Falar de consumo impulsivo significa apontar o dedo diretamente para a influência das redes sociais. O Instagram e o TikTok popularizaram o famigerado unboxing — espetacularizando a sensação de bem-estar ao se abrir um pacote de entrega e monetizando em cima do consumo rápido, que faz com que roupas novas sejam exibidas e celebradas naquele momento para nunca mais. A prática acaba servindo como um símbolo emblemático da contemporaneidade dopaminérgica. Uma pesquisa recente da CNDL (Confederação Nacional de Dirigentes Lojistas) e do SPC Brasil (Serviço de Proteção ao Crédito) revela que 51% dos consumidores compram por impulso na internet com certa frequência e 9% fazem isso sempre, influenciados pelas redes. O FOMO (fear of missing out, ou medo de ficar de fora) gera ansiedade e reforça a ideia de que estar atualizado é indispensável, não importando o quanto isso pode custar e quão pouco isso pode durar.

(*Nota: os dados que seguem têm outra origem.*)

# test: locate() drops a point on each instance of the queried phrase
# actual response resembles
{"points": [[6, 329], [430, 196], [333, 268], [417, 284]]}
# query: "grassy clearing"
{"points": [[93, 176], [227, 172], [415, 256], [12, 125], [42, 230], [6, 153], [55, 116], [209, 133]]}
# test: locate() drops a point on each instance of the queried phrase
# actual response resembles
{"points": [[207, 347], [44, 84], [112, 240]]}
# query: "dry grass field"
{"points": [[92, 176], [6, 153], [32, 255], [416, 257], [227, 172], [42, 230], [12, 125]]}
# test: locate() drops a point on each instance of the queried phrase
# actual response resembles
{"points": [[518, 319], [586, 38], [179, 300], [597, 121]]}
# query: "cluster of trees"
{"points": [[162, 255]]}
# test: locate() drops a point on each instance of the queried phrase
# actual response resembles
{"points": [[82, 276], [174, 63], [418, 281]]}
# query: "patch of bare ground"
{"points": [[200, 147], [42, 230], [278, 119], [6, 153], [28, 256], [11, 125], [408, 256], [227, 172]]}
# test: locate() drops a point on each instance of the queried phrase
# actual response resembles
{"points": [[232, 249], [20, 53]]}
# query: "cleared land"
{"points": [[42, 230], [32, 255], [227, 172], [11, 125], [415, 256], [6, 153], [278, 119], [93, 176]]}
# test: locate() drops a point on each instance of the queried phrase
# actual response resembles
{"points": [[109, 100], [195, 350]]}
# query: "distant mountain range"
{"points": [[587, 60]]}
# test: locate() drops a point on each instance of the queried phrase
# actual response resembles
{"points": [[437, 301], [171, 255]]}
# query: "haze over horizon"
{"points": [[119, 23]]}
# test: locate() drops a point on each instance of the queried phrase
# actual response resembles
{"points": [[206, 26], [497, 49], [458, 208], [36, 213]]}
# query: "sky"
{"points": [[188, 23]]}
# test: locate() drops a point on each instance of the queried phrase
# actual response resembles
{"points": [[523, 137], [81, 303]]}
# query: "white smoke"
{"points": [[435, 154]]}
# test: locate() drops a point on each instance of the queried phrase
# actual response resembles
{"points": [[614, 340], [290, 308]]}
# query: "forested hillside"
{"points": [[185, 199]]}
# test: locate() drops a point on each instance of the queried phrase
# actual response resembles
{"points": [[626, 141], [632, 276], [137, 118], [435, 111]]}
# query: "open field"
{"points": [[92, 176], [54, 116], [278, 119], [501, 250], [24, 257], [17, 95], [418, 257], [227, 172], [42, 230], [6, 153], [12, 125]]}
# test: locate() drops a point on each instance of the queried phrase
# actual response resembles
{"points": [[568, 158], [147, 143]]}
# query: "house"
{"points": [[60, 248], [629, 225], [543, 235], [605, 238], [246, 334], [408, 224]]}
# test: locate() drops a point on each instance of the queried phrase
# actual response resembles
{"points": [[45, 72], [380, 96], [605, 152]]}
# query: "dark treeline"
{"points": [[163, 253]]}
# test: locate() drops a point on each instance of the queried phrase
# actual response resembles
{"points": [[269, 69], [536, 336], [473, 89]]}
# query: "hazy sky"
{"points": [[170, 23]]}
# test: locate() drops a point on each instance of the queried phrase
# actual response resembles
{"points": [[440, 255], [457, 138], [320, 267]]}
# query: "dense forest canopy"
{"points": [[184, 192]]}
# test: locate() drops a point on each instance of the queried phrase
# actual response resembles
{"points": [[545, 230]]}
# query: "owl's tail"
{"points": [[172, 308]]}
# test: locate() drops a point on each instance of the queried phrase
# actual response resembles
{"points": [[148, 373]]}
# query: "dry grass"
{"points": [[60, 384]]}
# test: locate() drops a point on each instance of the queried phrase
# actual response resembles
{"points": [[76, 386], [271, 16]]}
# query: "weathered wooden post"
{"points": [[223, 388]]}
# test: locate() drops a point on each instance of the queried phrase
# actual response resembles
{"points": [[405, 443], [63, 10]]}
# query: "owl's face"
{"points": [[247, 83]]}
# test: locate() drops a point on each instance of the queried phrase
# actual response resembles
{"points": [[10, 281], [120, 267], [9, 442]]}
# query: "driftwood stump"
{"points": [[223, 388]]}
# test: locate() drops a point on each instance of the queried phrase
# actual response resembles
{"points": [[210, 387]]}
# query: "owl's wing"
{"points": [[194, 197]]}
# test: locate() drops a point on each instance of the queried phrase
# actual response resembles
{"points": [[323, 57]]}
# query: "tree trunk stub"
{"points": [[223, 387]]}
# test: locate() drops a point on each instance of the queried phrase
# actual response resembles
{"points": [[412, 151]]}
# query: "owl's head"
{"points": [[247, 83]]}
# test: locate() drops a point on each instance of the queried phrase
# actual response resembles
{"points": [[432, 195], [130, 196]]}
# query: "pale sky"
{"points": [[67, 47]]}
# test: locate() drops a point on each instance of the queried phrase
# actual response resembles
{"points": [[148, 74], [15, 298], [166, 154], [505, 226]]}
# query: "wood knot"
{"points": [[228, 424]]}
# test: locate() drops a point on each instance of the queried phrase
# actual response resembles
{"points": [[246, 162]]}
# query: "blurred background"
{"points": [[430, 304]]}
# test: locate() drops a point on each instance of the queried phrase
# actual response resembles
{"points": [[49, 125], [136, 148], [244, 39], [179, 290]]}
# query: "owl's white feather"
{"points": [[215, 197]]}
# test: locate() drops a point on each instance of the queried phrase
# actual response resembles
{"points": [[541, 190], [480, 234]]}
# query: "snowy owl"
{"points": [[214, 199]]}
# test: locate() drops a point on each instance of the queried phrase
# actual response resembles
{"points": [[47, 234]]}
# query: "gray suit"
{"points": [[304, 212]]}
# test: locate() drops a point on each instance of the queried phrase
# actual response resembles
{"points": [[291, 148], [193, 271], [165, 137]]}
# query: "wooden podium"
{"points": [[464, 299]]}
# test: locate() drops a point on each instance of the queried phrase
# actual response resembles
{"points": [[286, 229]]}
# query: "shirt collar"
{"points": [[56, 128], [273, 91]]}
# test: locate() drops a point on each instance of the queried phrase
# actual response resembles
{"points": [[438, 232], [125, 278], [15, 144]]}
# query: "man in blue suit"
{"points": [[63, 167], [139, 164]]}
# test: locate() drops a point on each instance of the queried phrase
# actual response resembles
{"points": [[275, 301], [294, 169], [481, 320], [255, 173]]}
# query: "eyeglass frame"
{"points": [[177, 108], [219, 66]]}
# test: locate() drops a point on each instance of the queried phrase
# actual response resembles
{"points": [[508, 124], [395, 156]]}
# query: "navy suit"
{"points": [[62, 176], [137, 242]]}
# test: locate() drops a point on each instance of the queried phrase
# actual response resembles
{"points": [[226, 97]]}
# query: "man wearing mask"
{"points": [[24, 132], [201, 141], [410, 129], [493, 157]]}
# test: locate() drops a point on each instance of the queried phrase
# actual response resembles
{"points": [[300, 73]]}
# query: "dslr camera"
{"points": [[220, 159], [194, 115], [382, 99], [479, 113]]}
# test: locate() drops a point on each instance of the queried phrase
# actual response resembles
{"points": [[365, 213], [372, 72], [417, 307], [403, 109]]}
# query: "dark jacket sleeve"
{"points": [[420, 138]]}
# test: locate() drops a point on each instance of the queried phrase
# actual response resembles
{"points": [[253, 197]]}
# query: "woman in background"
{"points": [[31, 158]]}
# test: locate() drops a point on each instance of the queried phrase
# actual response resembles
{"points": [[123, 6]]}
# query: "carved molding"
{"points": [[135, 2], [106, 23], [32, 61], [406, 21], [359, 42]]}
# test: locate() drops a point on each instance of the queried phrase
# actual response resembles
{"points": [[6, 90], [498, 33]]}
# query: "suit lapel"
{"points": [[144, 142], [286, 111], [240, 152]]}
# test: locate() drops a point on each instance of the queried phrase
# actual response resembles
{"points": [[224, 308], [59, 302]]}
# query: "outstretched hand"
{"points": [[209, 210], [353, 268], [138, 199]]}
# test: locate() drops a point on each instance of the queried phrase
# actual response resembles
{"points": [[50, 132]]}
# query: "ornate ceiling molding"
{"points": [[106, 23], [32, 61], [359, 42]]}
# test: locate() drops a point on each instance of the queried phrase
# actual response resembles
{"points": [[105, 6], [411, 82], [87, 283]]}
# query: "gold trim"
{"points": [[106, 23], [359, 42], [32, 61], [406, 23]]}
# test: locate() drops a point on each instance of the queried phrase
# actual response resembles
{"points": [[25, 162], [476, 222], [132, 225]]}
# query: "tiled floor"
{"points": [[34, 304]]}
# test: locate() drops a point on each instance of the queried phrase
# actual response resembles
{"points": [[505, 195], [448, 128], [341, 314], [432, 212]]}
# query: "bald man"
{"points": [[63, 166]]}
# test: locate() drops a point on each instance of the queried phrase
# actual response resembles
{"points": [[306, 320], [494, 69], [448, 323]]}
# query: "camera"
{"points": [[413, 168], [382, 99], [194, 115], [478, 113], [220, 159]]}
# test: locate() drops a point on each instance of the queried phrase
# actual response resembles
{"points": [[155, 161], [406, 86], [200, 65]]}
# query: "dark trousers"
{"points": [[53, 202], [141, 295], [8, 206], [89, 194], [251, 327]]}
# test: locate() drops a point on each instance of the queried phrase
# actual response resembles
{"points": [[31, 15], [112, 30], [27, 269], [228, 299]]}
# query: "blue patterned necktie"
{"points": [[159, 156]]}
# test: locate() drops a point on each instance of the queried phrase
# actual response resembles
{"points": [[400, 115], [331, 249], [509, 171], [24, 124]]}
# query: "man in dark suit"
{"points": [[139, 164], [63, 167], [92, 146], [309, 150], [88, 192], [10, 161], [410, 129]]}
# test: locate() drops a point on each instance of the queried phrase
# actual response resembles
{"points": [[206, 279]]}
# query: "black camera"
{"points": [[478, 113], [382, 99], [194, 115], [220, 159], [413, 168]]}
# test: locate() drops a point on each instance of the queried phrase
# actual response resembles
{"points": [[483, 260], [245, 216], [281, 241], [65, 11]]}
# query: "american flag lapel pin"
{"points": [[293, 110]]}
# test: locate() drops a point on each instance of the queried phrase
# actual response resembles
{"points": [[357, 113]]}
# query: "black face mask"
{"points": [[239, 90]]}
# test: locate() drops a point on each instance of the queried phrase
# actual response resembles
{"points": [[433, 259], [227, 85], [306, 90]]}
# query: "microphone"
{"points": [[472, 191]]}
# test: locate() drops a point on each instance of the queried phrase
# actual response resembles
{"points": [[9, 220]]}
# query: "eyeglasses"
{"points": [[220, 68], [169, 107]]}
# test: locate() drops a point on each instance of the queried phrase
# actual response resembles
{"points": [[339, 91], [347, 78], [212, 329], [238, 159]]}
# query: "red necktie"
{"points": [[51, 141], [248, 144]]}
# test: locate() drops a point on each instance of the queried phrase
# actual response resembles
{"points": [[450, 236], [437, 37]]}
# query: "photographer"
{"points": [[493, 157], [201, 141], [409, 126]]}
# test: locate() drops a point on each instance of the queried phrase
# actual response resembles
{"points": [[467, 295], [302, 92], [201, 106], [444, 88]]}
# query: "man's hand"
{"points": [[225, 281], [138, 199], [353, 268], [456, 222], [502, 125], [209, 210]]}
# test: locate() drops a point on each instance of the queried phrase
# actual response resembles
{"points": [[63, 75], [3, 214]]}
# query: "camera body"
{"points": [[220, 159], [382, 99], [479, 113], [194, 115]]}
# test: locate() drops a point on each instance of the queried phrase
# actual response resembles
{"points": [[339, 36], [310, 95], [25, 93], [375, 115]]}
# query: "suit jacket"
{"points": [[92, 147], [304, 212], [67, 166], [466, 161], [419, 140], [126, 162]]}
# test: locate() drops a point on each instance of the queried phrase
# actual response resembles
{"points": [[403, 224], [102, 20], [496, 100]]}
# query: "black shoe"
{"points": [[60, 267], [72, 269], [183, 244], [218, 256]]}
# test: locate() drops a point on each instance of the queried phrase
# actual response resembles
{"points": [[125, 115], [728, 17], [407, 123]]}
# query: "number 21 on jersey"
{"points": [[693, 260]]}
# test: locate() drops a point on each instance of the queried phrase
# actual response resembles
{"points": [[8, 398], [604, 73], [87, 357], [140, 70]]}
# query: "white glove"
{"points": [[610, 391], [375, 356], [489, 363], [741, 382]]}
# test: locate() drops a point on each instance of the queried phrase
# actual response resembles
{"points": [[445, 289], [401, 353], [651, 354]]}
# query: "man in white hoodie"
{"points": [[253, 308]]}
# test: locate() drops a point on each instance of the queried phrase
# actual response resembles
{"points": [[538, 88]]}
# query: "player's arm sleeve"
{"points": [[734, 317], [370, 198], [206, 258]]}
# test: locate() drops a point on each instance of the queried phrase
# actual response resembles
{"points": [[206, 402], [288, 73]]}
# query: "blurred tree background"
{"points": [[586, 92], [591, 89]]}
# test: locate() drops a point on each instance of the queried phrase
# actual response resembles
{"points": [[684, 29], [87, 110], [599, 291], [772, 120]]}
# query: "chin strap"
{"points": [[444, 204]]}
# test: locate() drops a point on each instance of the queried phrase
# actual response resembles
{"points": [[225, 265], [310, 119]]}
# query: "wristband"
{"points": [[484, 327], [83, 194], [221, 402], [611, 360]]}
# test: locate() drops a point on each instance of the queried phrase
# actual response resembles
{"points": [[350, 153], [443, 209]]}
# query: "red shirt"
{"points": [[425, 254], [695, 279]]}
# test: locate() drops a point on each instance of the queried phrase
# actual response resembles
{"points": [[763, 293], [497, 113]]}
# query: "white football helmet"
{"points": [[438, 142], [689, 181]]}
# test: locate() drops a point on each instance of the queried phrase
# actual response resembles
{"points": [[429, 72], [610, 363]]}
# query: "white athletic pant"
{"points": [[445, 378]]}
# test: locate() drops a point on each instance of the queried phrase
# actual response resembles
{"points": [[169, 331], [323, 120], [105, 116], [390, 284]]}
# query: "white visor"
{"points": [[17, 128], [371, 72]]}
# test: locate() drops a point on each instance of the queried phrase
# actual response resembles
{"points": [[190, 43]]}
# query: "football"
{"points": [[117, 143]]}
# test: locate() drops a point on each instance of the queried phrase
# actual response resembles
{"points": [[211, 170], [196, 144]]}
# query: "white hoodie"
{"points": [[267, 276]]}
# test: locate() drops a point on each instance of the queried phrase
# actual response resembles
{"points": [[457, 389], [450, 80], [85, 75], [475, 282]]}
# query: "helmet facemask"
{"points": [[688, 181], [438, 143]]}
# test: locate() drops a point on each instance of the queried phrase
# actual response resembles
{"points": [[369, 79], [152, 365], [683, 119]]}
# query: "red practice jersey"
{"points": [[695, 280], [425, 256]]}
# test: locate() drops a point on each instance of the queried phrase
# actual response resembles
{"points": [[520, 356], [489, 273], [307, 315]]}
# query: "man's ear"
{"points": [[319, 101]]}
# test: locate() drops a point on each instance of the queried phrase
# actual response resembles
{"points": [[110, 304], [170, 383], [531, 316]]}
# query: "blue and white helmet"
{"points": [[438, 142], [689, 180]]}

A relação entre moda, desejo e insatisfação está, então, entrelaçada com questões psicossociais, especialmente se pensarmos que a necessidade de constante renovação do guarda-roupa corrobora a ideia de que a identidade está diretamente ligada ao consumo. Sem aquilo, você não tem identidade; sem o novo, você não é relevante. Há estudos que indicam que a satisfação gerada por compras impulsivas dura em média apenas vinte minutos antes que o desejo por algo novo se imponha novamente. Não é que Don Draper tinha razão? Essa efemeridade do prazer é a espinha dorsal da ciclicidade do mundo fashionista e do consumo, curiosamente criando padrões de moda que, no fim, mais nivelam do que destacam. Isto é, a identidade não é caracterizada por aquele vestido ou aquela camisa, pois a identidade não é o que se está consumindo, mas o consumo em si, e o consumo é um estilo fácil de se reproduzir.
A cultura que se gera é paradoxal. Por um lado, ela se vende como libertadora: consumir significa expressar quem somos, conquistar autonomia e pertencer a grupos sociais. Por outro, a identidade que se cria passa a ser mediada por um sistema que exige constante atualização. O desejo nunca é realizado por completo, pois sua função é justamente manter a roda girando. Disfarçado sob as sombras das vontades que nos são impostas, está o aprisionamento.
Será possível encontrar satisfação real dentro desse sistema? Ou estamos fadados a desejar sempre o próximo lançamento, o próximo look, a próxima tendência? Prevalece a angústia de quadros pintados com sonhos que, independentemente de quais sejam, foram pincelados com as cores da impossibilidade.
Por mais que a desejemos, a verdadeira satisfação do Carnaval não virá. Se chegar, será por míseros minutos. A moda, que historicamente sempre refletiu os anseios de seu tempo, precisa encontrar novas formas de se reinventar — e nós, como consumidores, também.